Outback Bowl, L 24–31 vs. Florida
- Conference: Big Ten Conference
- Record: 7–5 (5–3 Big Ten)
- Head coach: Kirk Ferentz (7th season);
- Offensive coordinator: Ken O'Keefe (7th season)
- Offensive scheme: Pro-style
- Defensive coordinator: Norm Parker (7th season)
- Base defense: 4–3
- Home stadium: Kinnick Stadium (Capacity: 70,585)

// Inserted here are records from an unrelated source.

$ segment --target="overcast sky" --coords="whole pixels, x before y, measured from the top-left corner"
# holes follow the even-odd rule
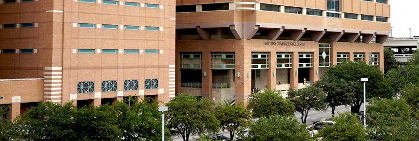
[[[419,0],[391,0],[390,2],[393,36],[409,37],[409,28],[412,36],[419,35]]]

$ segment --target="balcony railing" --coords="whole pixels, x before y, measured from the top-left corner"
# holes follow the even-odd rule
[[[182,82],[182,87],[186,88],[202,88],[202,83]]]
[[[212,83],[212,88],[230,88],[230,83]]]

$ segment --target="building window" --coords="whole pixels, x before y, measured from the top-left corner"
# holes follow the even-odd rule
[[[138,26],[126,25],[125,26],[125,30],[138,30],[140,29],[140,27]]]
[[[361,15],[361,19],[372,21],[372,16]]]
[[[3,28],[5,29],[7,28],[15,28],[16,27],[16,24],[5,24],[3,25]]]
[[[354,53],[354,62],[364,61],[364,53]]]
[[[124,50],[124,53],[126,54],[138,54],[138,50]]]
[[[150,79],[144,80],[144,89],[152,89],[158,88],[158,79]]]
[[[158,31],[158,27],[150,27],[146,26],[146,30],[147,31]]]
[[[376,17],[376,21],[380,22],[387,22],[387,18],[383,17]]]
[[[138,80],[124,80],[124,90],[134,90],[138,89]]]
[[[118,50],[102,50],[102,53],[105,54],[116,54],[118,53]]]
[[[158,4],[146,3],[146,7],[147,7],[147,8],[158,8]]]
[[[158,50],[146,50],[145,53],[146,54],[157,54],[158,53]]]
[[[349,56],[349,53],[338,53],[338,56],[336,57],[337,59],[338,64],[341,64],[343,62],[347,62],[348,60]]]
[[[378,53],[370,53],[369,54],[369,65],[371,66],[378,66],[380,54]]]
[[[88,2],[88,3],[95,3],[96,2],[95,0],[78,0],[79,2]]]
[[[307,15],[322,16],[322,10],[307,8]]]
[[[116,91],[117,86],[116,81],[102,81],[102,92]]]
[[[136,2],[125,2],[125,6],[133,7],[140,7],[140,3]]]
[[[196,12],[196,5],[178,5],[176,6],[176,13]]]
[[[319,44],[319,67],[330,67],[330,44]]]
[[[4,0],[4,3],[16,3],[16,0]]]
[[[387,0],[376,0],[375,2],[381,3],[387,3]]]
[[[31,54],[34,53],[34,49],[20,49],[19,52],[23,54]]]
[[[202,11],[229,10],[229,3],[202,4]]]
[[[103,29],[118,29],[117,25],[104,24],[102,25]]]
[[[20,26],[22,27],[22,28],[34,27],[34,23],[21,23]]]
[[[280,9],[278,5],[261,3],[261,10],[280,12]]]
[[[358,19],[358,15],[356,14],[345,13],[345,18]]]
[[[94,24],[89,24],[89,23],[79,23],[78,27],[80,28],[95,28],[96,27],[96,25]]]
[[[103,0],[102,3],[105,4],[118,5],[118,1]]]
[[[2,53],[4,54],[13,54],[15,53],[14,49],[3,49],[2,50]]]
[[[95,82],[77,82],[77,93],[87,93],[95,92]]]
[[[78,53],[79,53],[93,54],[93,53],[95,53],[95,50],[94,49],[78,49]]]
[[[285,6],[285,13],[302,14],[302,8],[295,7]]]

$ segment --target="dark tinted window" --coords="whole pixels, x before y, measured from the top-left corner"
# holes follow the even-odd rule
[[[195,5],[176,6],[176,12],[196,12],[196,6]]]
[[[229,3],[202,4],[202,11],[229,10]]]
[[[279,12],[279,5],[261,3],[261,10]]]

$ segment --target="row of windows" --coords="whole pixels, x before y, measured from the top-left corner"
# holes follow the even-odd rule
[[[95,24],[91,24],[91,23],[79,23],[78,27],[80,28],[96,28]],[[103,24],[102,25],[103,29],[118,29],[118,25],[113,25],[113,24]],[[124,25],[124,29],[125,30],[140,30],[139,26],[134,26],[134,25]],[[152,27],[152,26],[146,26],[144,27],[144,30],[146,31],[159,31],[159,28],[158,27]]]
[[[79,0],[78,1],[81,2],[87,2],[87,3],[96,3],[96,0]],[[119,1],[116,0],[102,0],[102,3],[105,4],[109,4],[109,5],[119,5]],[[122,2],[122,1],[121,1]],[[139,7],[140,3],[138,2],[124,2],[123,3],[125,4],[125,6],[133,6],[133,7]],[[121,4],[121,5],[122,4]],[[158,4],[149,4],[146,3],[145,7],[147,8],[159,8]]]
[[[95,49],[78,49],[79,53],[94,54]],[[124,53],[126,54],[138,54],[138,50],[124,50]],[[159,53],[158,50],[145,50],[144,53],[146,54],[157,54]],[[102,53],[105,54],[116,54],[118,53],[116,49],[105,49],[102,50]]]
[[[32,54],[34,53],[34,49],[2,49],[0,51],[0,53],[3,54],[14,54],[15,53]]]
[[[144,80],[144,89],[153,89],[158,88],[158,79]],[[118,90],[118,81],[116,80],[102,81],[101,90],[102,92],[115,92]],[[138,80],[124,80],[124,90],[138,90]],[[86,81],[77,82],[77,93],[87,93],[95,92],[95,82]]]

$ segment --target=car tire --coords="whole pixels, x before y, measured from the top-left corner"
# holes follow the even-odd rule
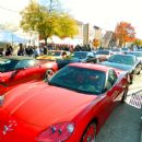
[[[91,122],[87,125],[81,142],[96,142],[96,123]]]
[[[128,94],[128,86],[126,87],[122,98],[121,98],[121,103],[125,103],[126,98],[127,98],[127,94]]]
[[[48,69],[44,75],[44,80],[48,81],[52,75],[55,74],[55,71],[51,69]]]

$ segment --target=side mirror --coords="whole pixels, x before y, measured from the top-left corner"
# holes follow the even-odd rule
[[[52,70],[47,70],[45,74],[45,81],[48,82],[54,74],[55,72]]]

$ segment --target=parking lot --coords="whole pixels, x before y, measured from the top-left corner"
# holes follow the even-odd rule
[[[137,93],[139,92],[140,93]],[[132,93],[137,93],[133,94]],[[97,135],[97,142],[140,142],[142,72],[129,87],[125,104],[120,104],[108,118]]]

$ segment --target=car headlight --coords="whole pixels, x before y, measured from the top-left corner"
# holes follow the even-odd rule
[[[61,122],[48,127],[37,138],[37,142],[62,142],[74,131],[74,122]]]
[[[4,104],[4,95],[0,96],[0,107]]]

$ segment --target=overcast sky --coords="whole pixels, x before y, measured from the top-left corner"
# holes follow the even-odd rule
[[[29,0],[0,0],[0,23],[17,23],[21,11]],[[76,20],[88,22],[100,28],[115,29],[117,23],[125,21],[135,27],[137,36],[142,38],[142,0],[60,0],[63,8]],[[4,10],[7,8],[13,11]]]

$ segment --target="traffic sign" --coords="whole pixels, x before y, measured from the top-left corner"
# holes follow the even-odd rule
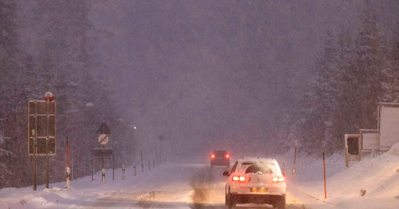
[[[104,158],[113,158],[114,150],[110,148],[94,148],[91,150],[91,154],[95,158],[101,158],[103,156]]]
[[[105,134],[101,134],[99,137],[99,142],[103,145],[106,145],[109,140],[108,136]]]
[[[111,133],[111,131],[108,127],[108,125],[105,123],[105,121],[103,121],[99,127],[99,130],[97,133],[100,134],[109,134]]]
[[[29,101],[28,107],[28,154],[29,155],[32,155],[35,152],[34,149],[34,137],[37,142],[38,155],[46,155],[46,141],[47,137],[49,154],[55,154],[55,102],[54,101]]]

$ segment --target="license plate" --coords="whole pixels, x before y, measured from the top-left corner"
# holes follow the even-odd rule
[[[251,189],[252,192],[267,192],[269,191],[269,189],[266,188],[253,188]]]

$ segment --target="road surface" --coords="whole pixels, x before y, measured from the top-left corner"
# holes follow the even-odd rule
[[[87,200],[67,208],[225,208],[226,177],[222,173],[226,170],[204,164],[164,166],[151,171],[150,175],[145,178],[135,177],[142,181],[131,187],[105,191],[95,195],[83,191],[82,195],[88,197]],[[286,203],[287,209],[306,208],[289,191]],[[271,207],[253,204],[237,206],[238,209]]]

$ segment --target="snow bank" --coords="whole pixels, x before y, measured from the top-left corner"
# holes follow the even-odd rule
[[[397,143],[395,145],[392,146],[387,152],[392,155],[399,156],[399,143]]]

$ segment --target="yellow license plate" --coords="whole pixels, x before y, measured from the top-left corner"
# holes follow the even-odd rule
[[[269,189],[266,188],[253,188],[251,189],[252,192],[267,192],[269,191]]]

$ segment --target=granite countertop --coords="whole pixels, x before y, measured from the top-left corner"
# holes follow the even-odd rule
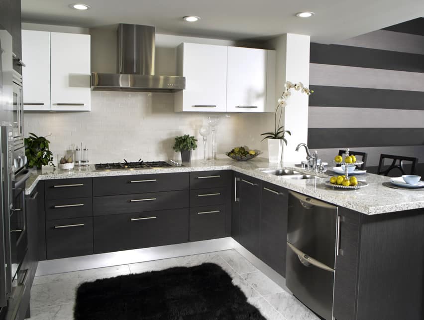
[[[389,188],[382,185],[383,182],[390,181],[389,177],[372,173],[356,176],[358,180],[366,181],[369,184],[367,186],[357,190],[342,190],[326,186],[325,182],[328,180],[328,176],[326,174],[314,173],[322,177],[317,179],[291,180],[263,172],[261,169],[294,168],[294,163],[270,163],[267,159],[259,158],[247,161],[219,159],[203,163],[203,160],[195,160],[190,163],[185,163],[184,165],[162,169],[114,171],[96,171],[94,166],[90,166],[69,171],[45,167],[41,170],[31,170],[25,194],[31,193],[39,180],[231,169],[367,215],[424,208],[424,189]],[[298,167],[295,168],[303,171]]]

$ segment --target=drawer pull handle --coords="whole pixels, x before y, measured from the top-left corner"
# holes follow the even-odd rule
[[[130,202],[140,202],[143,201],[153,201],[156,200],[156,198],[149,198],[148,199],[136,199],[135,200],[130,200]]]
[[[73,228],[74,227],[82,227],[84,225],[84,223],[78,223],[77,224],[65,224],[63,226],[55,226],[55,229],[62,229],[63,228]]]
[[[202,211],[201,212],[198,212],[198,214],[206,214],[207,213],[219,213],[221,212],[220,210],[215,210],[212,211]]]
[[[62,205],[55,205],[53,208],[57,209],[58,208],[70,208],[71,207],[82,207],[84,205],[84,203],[77,203],[76,204],[63,204]]]
[[[84,185],[84,183],[75,183],[75,184],[59,184],[58,185],[53,185],[53,188],[69,188],[73,186],[82,186]]]
[[[256,183],[254,183],[253,182],[251,182],[250,181],[247,181],[247,180],[241,179],[243,182],[246,182],[246,183],[250,184],[250,185],[256,185]]]
[[[198,179],[210,179],[211,178],[220,178],[220,175],[207,175],[205,176],[198,176]]]
[[[197,196],[198,197],[209,197],[210,195],[220,195],[220,192],[217,192],[216,193],[205,193],[204,194],[198,194]]]
[[[266,190],[267,191],[269,191],[270,192],[272,192],[273,193],[275,193],[278,195],[280,195],[280,192],[275,191],[275,190],[273,190],[272,189],[268,189],[268,188],[264,187],[264,190]]]
[[[140,220],[149,220],[150,219],[156,219],[157,217],[146,217],[145,218],[132,218],[131,219],[131,221],[138,221]]]

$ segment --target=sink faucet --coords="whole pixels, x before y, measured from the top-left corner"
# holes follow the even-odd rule
[[[311,170],[312,169],[313,171],[317,172],[318,170],[318,152],[316,150],[314,152],[313,155],[311,155],[308,146],[306,144],[303,143],[298,145],[296,151],[299,151],[301,147],[304,147],[305,150],[306,151],[308,169]]]

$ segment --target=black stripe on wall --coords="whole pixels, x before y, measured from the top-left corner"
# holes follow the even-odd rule
[[[424,55],[338,44],[311,44],[311,63],[424,72]]]
[[[424,18],[417,18],[414,20],[410,20],[402,23],[384,28],[383,30],[424,35]]]
[[[315,86],[309,105],[424,110],[424,92]]]
[[[309,128],[308,145],[313,149],[421,145],[424,145],[424,128]]]

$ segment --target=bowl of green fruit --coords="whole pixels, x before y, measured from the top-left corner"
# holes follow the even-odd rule
[[[260,155],[260,154],[261,152],[259,150],[250,149],[246,146],[236,147],[233,148],[231,151],[225,153],[225,155],[227,157],[237,161],[250,160]]]

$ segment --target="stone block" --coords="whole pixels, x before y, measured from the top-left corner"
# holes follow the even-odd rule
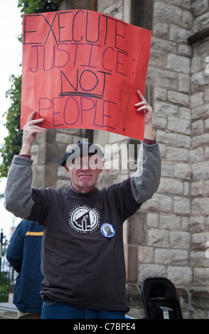
[[[184,151],[184,149],[190,149],[191,146],[191,137],[189,136],[182,134],[177,134],[177,133],[173,133],[173,132],[168,132],[166,131],[163,131],[161,129],[157,130],[156,132],[156,137],[161,144],[166,144],[166,147],[168,147],[167,151],[169,151],[169,146],[173,146],[175,145],[176,147],[171,147],[171,153],[170,153],[170,156],[171,156],[171,160],[180,160],[181,161],[182,157],[181,154],[184,155],[186,154],[186,161],[188,161],[188,151],[187,150]],[[175,149],[176,148],[179,148],[180,151],[178,151],[178,149],[176,149],[176,151],[175,152]],[[183,149],[183,151],[181,151]],[[174,156],[173,156],[174,154]],[[176,157],[176,154],[177,154],[177,157]],[[181,154],[181,156],[178,156],[178,154]],[[172,158],[173,157],[173,158]],[[184,158],[185,158],[184,157]],[[181,161],[183,162],[183,161]]]
[[[190,73],[190,59],[183,55],[169,53],[167,58],[167,69],[182,73]]]
[[[193,269],[193,284],[195,286],[209,287],[209,268]]]
[[[176,215],[160,215],[159,228],[170,231],[180,230],[181,227],[181,217]]]
[[[138,251],[136,246],[124,245],[127,282],[137,281]]]
[[[166,277],[166,266],[161,264],[139,264],[139,283],[141,284],[148,277]]]
[[[140,246],[139,247],[139,263],[154,263],[154,249]]]
[[[176,102],[178,103],[178,102]],[[186,119],[181,119],[177,117],[168,116],[168,130],[178,132],[184,134],[190,134],[191,122]]]
[[[159,247],[169,247],[169,232],[166,230],[149,230],[148,245]]]
[[[198,196],[203,195],[203,181],[200,180],[196,182],[192,182],[191,185],[191,196]]]
[[[209,267],[209,259],[205,257],[205,252],[192,251],[191,252],[190,258],[191,258],[191,268],[193,268],[193,267],[208,268]]]
[[[192,283],[193,272],[189,266],[169,266],[168,279],[174,285],[187,286]]]
[[[173,72],[149,66],[146,84],[153,86],[160,86],[162,88],[168,88],[168,87],[170,90],[177,90],[178,87],[178,73],[176,73],[176,71]],[[156,110],[156,107],[154,109]],[[173,112],[171,113],[173,114],[174,112]]]
[[[194,216],[190,217],[190,230],[192,233],[204,232],[204,216]]]
[[[190,212],[191,201],[189,198],[181,196],[173,198],[173,212],[188,215]]]
[[[162,161],[161,164],[161,177],[169,176],[174,177],[174,163],[172,161]]]
[[[174,165],[174,176],[183,180],[190,180],[191,177],[190,165],[183,163],[176,163]]]
[[[199,163],[204,158],[203,147],[193,149],[190,151],[190,161],[191,163]]]
[[[205,257],[206,251],[205,244],[209,241],[209,232],[203,232],[200,233],[193,233],[191,247],[193,251],[203,252],[203,256]],[[209,261],[209,260],[208,260]]]
[[[186,266],[188,264],[188,251],[156,248],[154,250],[154,262],[158,264]]]
[[[191,9],[195,16],[200,16],[208,9],[208,0],[195,0],[191,4]]]
[[[208,180],[209,178],[209,161],[193,163],[192,171],[194,181]]]
[[[171,247],[188,249],[190,247],[190,234],[188,232],[171,231]]]
[[[176,143],[175,144],[176,144]],[[166,158],[174,161],[188,162],[188,153],[189,151],[186,149],[167,146]]]
[[[209,292],[208,291],[196,288],[190,290],[191,306],[195,309],[200,308],[205,311],[209,311]]]
[[[128,243],[131,244],[144,244],[146,239],[146,214],[140,211],[129,219]]]
[[[159,193],[183,195],[183,183],[175,178],[161,178]]]
[[[198,134],[203,134],[203,130],[204,130],[203,120],[198,119],[198,121],[193,122],[191,132],[193,136],[197,136]]]
[[[141,209],[145,210],[171,212],[173,209],[173,200],[171,196],[155,193],[151,200],[147,200],[142,205]]]
[[[180,92],[190,92],[190,75],[178,73],[178,90]]]
[[[189,30],[179,27],[179,26],[171,24],[170,31],[171,41],[178,41],[179,43],[185,43],[191,35],[191,33]]]
[[[182,20],[181,9],[168,3],[160,1],[154,1],[154,21],[179,24]]]

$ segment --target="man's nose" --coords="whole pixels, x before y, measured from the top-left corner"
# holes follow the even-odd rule
[[[81,169],[83,171],[87,171],[89,169],[89,163],[88,161],[82,161],[81,163]]]

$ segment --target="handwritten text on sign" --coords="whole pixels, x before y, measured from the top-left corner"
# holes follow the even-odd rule
[[[151,31],[95,11],[23,16],[21,126],[107,130],[143,139]]]

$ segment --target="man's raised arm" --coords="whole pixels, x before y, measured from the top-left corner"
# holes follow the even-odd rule
[[[31,198],[31,147],[37,134],[45,132],[45,129],[38,126],[43,119],[33,119],[35,114],[36,112],[33,112],[23,127],[22,148],[20,154],[14,156],[11,164],[4,195],[6,209],[21,218],[26,218],[30,215],[33,205]]]

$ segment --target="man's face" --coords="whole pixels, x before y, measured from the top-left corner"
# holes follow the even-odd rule
[[[73,186],[80,193],[86,193],[95,186],[102,171],[103,163],[100,157],[94,156],[75,158],[65,168],[71,177]]]

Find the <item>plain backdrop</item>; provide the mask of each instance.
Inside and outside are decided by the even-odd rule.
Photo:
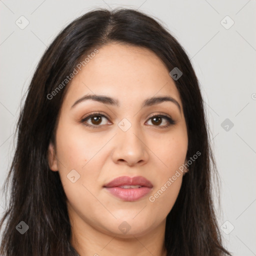
[[[255,0],[0,1],[0,185],[14,154],[22,96],[47,46],[78,16],[120,6],[162,20],[190,58],[220,178],[224,243],[234,256],[256,255]]]

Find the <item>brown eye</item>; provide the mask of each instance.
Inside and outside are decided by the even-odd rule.
[[[102,125],[110,124],[110,122],[108,121],[108,120],[104,115],[94,114],[83,118],[81,120],[81,122],[86,126],[96,128],[97,126],[100,127]]]
[[[92,123],[93,124],[100,124],[102,121],[102,116],[94,116],[92,118]]]
[[[175,124],[176,123],[169,116],[159,114],[152,116],[148,120],[151,120],[152,126],[158,126],[160,128],[166,128],[171,124]]]
[[[156,117],[152,118],[152,124],[156,126],[159,126],[162,122],[162,118]]]

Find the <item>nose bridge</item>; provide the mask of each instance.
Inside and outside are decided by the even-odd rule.
[[[120,142],[122,141],[122,144],[130,147],[132,150],[144,148],[142,142],[142,138],[139,139],[142,136],[140,130],[140,124],[135,122],[135,119],[134,118],[132,120],[130,121],[126,118],[124,118],[118,124],[119,128],[118,136]]]
[[[126,118],[118,124],[116,140],[117,144],[113,154],[115,162],[124,160],[129,164],[146,160],[148,154],[139,124],[132,123]]]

= 2005 Iowa Hawkeyes football team =

American college football season

The 2005 Iowa Hawkeyes football team represented the University of Iowa during the 2005 NCAA Division I-A football season. The Hawkeyes played their home games at Kinnick Stadium in Iowa City, Iowa and were coached by Kirk Ferentz.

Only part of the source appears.